Thursday, September 17, 2009

SEBI'S TRANSPARENCY NORMS MAY CHANGE IPO GAME

SEBI'S TRANSPARENCY NORMS MAY CHANGE IPO GAME
Arun Kumar, New Delhi
The Economic Times

The stock market regulator’s move to create a level-playing field between institutional and other investors by prohibiting companies doing initial public offers (IPOs) from sharing financial projections with research arms associated with the sale arrangers may change the way IPOs are sold to investors, investment bankers say.

Since analysts associated with investment bankers who are selling the issue cannot make financial projection, it would be difficult for the advisors to come up with price estimates even in pre-IPO road shows, said a leading investment banker on condition of anonymity.

The Securities and Exchange Board of India, or SEBI, came out with a new disclosure and investor protection guidelines on September 3, which state that the research report should be only based on the published information as contained in the offer documents which analysts at non-arranging brokerages and retail investors rely on.

Before SEBI’s rule tweak, the market practice was for banks advising companies to share financial numbers with the analysts associated with their research department, which in turn prepare a report making their own future projection in comparison to the peer group. These reports are subsequently shared with institutional investors prior to filing the prospectus. They are not meant for the retail or ordinary investors.

But the new guidelines say that “no selective or additional information or information extraneous to the offer document shall be made available by the issuer or any member of the issue management team/ syndicate to any particular section of the investors or to any research analyst in any manner whatsoever including at road shows, presentations, in research or sales reports or at bidding centres”.

Research houses not associated with the issue and have no access to the company’s financial details can make their own projections based on publicly available information. In the recent NHPC share sale, for instance, CLSA, a unit of France’s Calyon, which was not advising on the issue, said the issue was overpriced in comparison to its peer group.

Some 30 companies, which were planning to file prospectus for public offers by September 30, including Sahara Prime City, Lodha Developers, Emaar MGF, and Godrej Properties, have to decide the prices at which they plan to sell their shares based on the new rules. These companies plan to raise between Rs 3,000 crore and Rs 5,000 crore.

Reaction from investment bankers to the new rule was generally negative, though none were willing to be quoted by name. Reports from analysts at investment banks involved with the share sale help in pricing IPOs, and in arriving at the company’s fund requirements, said another banker and added such a practice is followed in the US.

Based on the investment plan and implementation schedule of the companies, analysts make their future projections and fund requirements, which are used to give a benchmark valuation and arrive at a price band, said a banker.

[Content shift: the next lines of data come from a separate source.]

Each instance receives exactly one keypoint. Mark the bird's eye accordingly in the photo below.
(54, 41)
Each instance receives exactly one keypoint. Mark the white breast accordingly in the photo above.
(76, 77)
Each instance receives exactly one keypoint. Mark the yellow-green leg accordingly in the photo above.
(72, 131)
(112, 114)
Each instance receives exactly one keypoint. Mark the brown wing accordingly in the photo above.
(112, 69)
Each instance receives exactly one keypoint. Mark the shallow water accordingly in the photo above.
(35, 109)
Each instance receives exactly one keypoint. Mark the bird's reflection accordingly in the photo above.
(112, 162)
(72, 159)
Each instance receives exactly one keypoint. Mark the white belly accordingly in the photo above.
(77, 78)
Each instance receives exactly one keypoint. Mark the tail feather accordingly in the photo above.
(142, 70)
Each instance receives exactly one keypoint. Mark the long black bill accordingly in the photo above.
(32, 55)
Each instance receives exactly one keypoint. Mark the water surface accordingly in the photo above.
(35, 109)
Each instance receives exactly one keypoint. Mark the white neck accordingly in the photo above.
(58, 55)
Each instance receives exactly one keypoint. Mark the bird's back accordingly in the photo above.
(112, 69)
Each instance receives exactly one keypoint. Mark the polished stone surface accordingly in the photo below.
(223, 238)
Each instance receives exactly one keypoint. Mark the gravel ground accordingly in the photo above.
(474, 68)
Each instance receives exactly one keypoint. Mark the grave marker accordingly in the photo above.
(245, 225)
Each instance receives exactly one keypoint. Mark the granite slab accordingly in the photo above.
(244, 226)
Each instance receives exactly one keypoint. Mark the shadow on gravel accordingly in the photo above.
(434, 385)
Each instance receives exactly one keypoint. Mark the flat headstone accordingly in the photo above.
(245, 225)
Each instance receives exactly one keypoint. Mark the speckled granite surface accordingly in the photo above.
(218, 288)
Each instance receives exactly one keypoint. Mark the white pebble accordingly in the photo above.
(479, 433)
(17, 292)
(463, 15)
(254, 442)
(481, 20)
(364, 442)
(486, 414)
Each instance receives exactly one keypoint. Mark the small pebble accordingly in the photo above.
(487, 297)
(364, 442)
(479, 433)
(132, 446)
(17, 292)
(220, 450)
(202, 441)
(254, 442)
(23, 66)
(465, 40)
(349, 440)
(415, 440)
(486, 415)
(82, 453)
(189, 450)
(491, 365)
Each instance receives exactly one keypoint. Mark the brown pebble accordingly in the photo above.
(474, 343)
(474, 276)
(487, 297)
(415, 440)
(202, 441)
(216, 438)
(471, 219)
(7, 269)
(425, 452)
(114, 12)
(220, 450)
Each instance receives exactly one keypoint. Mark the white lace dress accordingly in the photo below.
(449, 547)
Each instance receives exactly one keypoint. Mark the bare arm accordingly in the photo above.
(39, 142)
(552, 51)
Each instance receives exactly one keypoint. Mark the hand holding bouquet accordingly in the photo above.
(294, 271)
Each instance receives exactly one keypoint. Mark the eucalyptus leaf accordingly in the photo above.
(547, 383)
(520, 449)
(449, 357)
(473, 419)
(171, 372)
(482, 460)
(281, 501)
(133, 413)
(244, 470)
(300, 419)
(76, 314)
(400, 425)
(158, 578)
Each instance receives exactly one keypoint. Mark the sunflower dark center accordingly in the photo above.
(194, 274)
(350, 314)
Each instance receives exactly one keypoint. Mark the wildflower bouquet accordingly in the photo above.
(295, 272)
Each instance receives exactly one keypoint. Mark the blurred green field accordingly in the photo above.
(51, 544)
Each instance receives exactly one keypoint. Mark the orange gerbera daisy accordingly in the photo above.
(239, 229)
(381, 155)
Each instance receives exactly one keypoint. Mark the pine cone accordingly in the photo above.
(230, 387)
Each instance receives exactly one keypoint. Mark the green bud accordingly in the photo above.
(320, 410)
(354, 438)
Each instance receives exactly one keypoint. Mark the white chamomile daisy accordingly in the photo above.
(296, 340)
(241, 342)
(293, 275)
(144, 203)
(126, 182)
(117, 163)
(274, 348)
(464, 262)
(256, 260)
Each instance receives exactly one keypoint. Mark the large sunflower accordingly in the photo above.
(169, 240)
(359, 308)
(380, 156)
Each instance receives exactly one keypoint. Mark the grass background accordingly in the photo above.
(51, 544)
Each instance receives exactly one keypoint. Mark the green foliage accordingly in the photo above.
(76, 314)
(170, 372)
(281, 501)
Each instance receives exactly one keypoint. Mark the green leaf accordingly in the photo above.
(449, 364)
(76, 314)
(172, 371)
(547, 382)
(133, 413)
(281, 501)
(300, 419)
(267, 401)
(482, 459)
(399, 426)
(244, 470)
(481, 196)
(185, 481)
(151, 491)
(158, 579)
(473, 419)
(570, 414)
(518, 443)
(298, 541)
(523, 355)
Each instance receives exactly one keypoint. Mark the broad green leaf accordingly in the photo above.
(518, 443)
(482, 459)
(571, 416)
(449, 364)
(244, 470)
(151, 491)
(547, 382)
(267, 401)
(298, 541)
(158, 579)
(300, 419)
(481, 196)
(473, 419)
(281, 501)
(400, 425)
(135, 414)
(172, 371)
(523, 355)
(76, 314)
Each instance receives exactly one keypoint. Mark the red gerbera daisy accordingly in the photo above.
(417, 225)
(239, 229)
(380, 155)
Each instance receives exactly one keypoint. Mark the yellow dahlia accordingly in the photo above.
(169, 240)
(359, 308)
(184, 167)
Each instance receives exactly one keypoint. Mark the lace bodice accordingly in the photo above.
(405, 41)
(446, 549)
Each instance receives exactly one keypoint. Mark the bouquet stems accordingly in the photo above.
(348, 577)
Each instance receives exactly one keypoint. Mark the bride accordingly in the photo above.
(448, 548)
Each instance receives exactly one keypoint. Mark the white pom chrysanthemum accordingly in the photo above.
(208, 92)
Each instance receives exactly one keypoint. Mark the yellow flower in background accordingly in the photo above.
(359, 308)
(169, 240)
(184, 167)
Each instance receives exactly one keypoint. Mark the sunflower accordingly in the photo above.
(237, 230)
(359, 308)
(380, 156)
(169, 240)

These reports are not shared with ordinary investors, he added.

If under the new dispensation, even indicative projections are not available, how will you price the issue, asked a banker?

The latest move hinders price discovery and provides room for uninformed analysts’ reports to confuse investors, according to investment bankers.

Bankers said that even in case of follow-on public issues, such as those of Rural Electrification Corporation and NTPC, which are planning to sell shares by the end of this fiscal, analysts associated with advisors to the issue couldn’t project earnings. This may distort pricing, said a banker.